The framing stories of "Best Destiny" and "War Dragons," too, IIRC. I believe BD even added a bit at the end where Starfleet gave the Enterprise-A a stay of execution, presumably to make room for the already-proliferating post-TUC adventures. Oh, and there was that time-travel SNW story where the guy from the future wanted to fight Kirk so they did it on the trip from Khitomer to Earth so it wouldn't matter if the ship was destroyed (though they didn't seem to think through the crew's future contributions to history).
 
The framing stories of "Best Destiny" and "War Dragons," too, IIRC. I believe BD even added a bit at the end where Starfleet gave the Enterprise-A a stay of execution, presumably to make room for the already-proliferating post-TUC adventures.

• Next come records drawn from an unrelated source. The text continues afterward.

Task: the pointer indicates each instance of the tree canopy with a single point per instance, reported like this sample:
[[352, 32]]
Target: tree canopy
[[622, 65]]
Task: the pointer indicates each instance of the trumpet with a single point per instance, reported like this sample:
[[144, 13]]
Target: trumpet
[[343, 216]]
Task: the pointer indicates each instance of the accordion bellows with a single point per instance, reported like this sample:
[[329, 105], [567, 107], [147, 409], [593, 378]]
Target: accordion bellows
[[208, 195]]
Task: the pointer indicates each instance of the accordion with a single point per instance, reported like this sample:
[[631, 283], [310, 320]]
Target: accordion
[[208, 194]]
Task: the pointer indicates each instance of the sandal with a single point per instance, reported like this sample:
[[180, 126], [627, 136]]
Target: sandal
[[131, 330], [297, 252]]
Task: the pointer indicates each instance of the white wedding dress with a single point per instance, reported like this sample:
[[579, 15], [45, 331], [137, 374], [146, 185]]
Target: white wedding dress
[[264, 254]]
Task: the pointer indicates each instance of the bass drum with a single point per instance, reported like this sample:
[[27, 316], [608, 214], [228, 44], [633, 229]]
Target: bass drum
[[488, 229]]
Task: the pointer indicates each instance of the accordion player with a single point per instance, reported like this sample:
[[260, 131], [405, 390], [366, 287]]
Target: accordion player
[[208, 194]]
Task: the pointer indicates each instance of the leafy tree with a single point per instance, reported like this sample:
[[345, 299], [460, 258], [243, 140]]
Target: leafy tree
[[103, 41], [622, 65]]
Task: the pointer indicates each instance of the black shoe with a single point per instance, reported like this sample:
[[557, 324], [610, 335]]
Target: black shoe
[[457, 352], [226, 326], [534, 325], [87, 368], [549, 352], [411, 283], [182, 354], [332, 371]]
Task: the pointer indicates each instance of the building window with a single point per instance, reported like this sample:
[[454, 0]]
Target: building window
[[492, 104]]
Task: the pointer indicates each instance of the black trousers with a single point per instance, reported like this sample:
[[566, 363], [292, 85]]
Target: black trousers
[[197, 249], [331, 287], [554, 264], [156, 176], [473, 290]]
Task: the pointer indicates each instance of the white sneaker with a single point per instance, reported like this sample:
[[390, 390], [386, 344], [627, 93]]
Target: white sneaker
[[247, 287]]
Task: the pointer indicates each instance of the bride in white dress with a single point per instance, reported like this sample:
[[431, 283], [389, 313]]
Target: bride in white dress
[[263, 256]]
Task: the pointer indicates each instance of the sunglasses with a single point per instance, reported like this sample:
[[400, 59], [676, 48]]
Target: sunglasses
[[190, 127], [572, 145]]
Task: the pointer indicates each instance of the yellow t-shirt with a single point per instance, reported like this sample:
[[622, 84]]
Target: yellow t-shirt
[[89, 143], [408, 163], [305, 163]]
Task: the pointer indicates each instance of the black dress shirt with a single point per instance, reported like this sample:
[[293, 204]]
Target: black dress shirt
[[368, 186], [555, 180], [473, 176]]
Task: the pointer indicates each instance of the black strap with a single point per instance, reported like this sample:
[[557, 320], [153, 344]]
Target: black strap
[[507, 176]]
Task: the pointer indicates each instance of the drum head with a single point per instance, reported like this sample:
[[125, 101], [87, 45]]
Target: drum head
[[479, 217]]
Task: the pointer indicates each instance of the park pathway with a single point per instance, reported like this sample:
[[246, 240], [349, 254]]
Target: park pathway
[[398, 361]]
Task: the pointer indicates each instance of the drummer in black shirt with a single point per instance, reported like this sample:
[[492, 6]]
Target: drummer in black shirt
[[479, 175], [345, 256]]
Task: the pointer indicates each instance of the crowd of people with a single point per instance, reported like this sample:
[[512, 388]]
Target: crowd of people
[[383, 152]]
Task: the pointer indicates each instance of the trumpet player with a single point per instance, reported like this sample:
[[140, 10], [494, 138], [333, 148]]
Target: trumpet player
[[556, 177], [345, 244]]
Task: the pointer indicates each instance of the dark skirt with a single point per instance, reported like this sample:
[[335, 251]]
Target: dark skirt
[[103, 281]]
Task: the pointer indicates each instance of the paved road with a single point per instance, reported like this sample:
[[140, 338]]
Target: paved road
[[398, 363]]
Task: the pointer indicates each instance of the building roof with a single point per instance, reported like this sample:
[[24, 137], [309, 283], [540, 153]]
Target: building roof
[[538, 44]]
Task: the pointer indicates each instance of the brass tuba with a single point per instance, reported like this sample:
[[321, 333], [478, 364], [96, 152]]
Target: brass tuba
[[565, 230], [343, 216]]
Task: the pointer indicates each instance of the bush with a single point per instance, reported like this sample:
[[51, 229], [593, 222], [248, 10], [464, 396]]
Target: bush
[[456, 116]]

I doubt that. Best Destiny was the first of those post-TUC novels by a fair margin (9 months ahead of the second), and in fact the next one, Shadows on the Sun, directly contradicted it. BD arbitrarily reversed the ship's retirement (something I was shocked Paramount let Carey get away with), but SotS was explicitly the last mission before that retirement (and I found it quite depressing as the last adventure, though it was good otherwise). And the next one after that, Sarek, also contradicted its predecessor; it had the Enterprise-A still in service and completely ignored the whole retirement issue. Remember, continuity in the books wasn't a thing at that time. I'm a bit surprised Carey was even allowed to do a sequel. Aside from that, everything was completely standalone and not tied in to any other books.

Although at the time, I tried to reconcile the three by flopping SotS and Sarek -- I assumed that the stay at the end of BD was temporary while Starfleet studied the issue, then Sarek took place during that study period, and then they decided to retire the ship after all and that's when SotS happened. But that was years before any of the others came out. And those weren't in continuity with each other or with the first three either.
 
That the Romulan Commander from "The Enterprise Incident" has at least four(?) separate names that I've read of (although I'm years behind Trek Lit), which I think might have influenced Diane Duanes' Rihansuu naming convention?